Know the difference between healthy and unhealthy anger.
With that said, there is a difference between healthy and unhealthy anger. Taking your frustration out on an inanimate object is fine. Taking it out on another person or an animal is not. Getting cross, slamming a door and hiding in your room is healthy. Getting cross and looking for an argument is not. If you have trouble with anger and you know that even a bit of quarantine frustration will quickly turn into something worse, make sure that you have a strategy in place on how you will process your frustration before it worsens. Recognise early warning signs, too.
Make a list of activities that help you calm down when you are feeling anxious, angry or stressed. Whatever helps – cardio, yoga, breathing exercises, talking to someone you trust, being alone, sitting outside, going for a walk (alone, with your face mask on, of course), drinking tea… find one or more calming activity and use it as soon as you start to feel your temper rising. Drinking alcohol is not a good idea, no matter how tempting that glass of wine may seem.
Channel those feelings into something positive.
Finally, another strategy is to use your frustration and anger to do something productive. You could get all those feelings out onto paper with paint or pencils. You could journal. You could look at how to get involved during the lockdown to help others. This one is a great idea if you are feeling helpless and scared. There are many people dealing with extreme poverty, hunger and job loss right now. Here in South Africa, there are numerous NGOs doing great work with the homeless and with local communities. In my little neighbourhood, there has been a weekly feeding scheme that donates sandwiches to a nearby suburb every week. Even the simple act of making sandwiches and dropping them off at the delivery point makes me feel like there is hope.

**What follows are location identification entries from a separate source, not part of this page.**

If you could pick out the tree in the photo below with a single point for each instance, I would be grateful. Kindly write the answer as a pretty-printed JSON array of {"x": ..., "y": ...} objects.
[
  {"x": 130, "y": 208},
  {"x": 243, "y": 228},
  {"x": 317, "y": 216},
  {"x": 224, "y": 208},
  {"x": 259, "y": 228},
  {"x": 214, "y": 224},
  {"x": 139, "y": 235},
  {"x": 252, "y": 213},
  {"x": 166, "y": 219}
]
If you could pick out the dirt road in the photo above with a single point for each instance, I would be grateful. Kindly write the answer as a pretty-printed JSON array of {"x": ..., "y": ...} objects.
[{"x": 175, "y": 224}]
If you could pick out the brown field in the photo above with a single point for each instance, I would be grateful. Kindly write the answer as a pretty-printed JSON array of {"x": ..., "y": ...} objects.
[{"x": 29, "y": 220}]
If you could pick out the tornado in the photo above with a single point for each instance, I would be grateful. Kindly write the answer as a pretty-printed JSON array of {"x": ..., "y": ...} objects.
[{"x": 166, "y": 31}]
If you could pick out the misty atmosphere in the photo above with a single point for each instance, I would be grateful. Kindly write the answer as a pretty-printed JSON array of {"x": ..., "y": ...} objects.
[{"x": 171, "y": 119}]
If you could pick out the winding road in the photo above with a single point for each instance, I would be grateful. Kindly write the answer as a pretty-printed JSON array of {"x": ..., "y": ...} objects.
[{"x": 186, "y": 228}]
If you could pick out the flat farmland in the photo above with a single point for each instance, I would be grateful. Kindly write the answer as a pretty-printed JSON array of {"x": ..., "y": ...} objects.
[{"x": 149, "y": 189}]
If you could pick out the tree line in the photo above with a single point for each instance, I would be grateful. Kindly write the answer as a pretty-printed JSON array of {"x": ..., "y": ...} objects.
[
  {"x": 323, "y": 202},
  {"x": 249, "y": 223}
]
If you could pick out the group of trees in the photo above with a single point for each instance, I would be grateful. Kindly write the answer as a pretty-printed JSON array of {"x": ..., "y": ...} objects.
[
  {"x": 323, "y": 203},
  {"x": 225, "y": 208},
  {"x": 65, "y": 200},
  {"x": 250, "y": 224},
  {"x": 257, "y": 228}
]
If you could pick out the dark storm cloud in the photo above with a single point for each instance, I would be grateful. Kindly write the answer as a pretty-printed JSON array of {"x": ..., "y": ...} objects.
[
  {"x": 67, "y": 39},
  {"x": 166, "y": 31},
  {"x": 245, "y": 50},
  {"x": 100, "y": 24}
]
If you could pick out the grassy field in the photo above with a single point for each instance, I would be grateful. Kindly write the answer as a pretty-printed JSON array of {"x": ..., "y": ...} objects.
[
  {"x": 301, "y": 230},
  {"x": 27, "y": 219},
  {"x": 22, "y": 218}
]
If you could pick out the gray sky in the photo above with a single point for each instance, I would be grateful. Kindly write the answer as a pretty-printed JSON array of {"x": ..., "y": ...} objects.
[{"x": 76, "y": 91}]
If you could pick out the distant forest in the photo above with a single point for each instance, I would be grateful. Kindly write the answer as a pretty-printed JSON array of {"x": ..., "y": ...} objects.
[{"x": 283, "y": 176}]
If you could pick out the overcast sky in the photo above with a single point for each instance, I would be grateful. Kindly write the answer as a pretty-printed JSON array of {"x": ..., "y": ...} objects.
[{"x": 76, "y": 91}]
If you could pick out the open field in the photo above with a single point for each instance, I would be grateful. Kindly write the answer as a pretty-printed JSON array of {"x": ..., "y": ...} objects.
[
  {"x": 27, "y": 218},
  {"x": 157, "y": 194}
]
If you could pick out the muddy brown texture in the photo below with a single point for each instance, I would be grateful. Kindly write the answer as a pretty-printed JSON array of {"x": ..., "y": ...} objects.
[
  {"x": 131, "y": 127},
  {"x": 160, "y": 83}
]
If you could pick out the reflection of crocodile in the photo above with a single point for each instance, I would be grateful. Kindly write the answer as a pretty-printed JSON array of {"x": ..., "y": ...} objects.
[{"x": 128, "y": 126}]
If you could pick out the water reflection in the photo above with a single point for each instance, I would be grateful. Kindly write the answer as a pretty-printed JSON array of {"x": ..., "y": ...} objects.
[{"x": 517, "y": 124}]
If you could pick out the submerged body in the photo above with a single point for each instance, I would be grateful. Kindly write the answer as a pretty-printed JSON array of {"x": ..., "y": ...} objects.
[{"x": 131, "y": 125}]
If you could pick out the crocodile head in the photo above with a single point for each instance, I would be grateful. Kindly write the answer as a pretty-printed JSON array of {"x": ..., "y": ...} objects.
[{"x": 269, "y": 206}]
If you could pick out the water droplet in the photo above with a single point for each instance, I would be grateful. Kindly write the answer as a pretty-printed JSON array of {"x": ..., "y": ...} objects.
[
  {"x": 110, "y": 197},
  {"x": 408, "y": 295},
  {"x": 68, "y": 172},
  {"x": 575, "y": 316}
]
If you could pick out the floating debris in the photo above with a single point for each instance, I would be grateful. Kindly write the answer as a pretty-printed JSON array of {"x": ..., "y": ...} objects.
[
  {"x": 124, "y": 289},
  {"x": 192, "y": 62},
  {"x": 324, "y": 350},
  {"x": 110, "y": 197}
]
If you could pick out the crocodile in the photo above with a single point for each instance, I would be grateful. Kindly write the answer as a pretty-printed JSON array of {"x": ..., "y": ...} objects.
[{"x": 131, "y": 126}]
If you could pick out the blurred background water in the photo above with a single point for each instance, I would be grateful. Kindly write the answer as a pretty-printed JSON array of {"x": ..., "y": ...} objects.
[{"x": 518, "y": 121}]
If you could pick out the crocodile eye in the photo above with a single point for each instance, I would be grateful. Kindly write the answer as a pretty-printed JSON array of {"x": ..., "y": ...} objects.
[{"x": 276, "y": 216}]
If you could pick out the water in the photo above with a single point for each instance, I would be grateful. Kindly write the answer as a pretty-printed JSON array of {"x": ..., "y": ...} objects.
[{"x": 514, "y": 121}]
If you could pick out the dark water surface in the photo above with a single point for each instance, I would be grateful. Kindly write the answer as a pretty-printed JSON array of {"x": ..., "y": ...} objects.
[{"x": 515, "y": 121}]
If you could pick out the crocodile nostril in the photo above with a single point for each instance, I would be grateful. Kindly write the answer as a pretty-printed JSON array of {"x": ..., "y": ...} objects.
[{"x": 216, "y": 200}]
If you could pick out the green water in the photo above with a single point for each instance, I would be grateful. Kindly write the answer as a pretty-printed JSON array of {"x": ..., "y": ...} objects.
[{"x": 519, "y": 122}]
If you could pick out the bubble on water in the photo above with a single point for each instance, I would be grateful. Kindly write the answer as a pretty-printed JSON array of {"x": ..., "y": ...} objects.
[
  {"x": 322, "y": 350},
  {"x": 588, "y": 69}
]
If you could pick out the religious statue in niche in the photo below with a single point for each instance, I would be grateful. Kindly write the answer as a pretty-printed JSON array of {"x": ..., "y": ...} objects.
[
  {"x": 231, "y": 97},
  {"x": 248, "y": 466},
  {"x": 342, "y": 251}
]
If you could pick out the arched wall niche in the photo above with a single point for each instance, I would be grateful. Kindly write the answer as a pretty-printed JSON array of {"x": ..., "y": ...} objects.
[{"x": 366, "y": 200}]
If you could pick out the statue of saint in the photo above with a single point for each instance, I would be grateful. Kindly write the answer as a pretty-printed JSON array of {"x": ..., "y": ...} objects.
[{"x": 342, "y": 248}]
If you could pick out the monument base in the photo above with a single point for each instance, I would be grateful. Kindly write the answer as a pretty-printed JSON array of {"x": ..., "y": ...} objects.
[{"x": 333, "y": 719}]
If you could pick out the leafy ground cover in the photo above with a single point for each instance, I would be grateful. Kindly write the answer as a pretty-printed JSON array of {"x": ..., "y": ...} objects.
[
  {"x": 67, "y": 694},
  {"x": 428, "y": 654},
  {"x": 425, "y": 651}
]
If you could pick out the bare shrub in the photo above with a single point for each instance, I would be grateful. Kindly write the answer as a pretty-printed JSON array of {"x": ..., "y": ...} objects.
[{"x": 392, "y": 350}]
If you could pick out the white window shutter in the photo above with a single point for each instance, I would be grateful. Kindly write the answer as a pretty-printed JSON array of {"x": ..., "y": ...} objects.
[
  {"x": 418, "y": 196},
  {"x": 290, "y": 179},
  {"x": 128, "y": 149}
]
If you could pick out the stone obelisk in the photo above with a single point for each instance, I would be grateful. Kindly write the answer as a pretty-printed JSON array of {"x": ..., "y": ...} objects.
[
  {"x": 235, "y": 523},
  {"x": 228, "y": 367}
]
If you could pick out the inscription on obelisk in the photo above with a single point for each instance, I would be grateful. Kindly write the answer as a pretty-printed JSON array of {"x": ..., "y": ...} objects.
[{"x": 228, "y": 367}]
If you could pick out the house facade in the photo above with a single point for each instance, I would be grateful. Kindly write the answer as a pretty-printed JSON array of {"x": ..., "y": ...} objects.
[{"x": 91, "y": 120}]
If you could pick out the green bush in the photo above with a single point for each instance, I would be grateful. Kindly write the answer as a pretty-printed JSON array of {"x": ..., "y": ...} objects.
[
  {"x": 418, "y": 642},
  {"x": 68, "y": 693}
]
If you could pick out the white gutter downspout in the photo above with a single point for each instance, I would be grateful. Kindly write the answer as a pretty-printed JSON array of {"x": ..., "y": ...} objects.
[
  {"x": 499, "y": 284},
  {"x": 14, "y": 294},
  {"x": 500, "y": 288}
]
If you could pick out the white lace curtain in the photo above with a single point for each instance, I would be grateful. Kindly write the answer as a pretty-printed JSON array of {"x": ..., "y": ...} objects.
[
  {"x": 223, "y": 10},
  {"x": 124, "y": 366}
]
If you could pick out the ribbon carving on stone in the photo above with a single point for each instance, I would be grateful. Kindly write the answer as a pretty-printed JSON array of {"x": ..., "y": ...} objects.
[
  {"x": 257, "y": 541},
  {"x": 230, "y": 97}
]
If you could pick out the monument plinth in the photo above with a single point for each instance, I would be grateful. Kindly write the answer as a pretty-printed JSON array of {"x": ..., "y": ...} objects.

Think about how you can get involved and use your anger to vent your frustration where you see injustices being committed. Speak out for yourself, your city and the voiceless. Stand up and use that quarantine frustration for good.
Only time will tell what happens next. For now, I am going to do my best to get through this, feeling what I feel and doing what I can to feel less powerless. If you are trying to cope with quarantine frustration, I hope some of these tips help.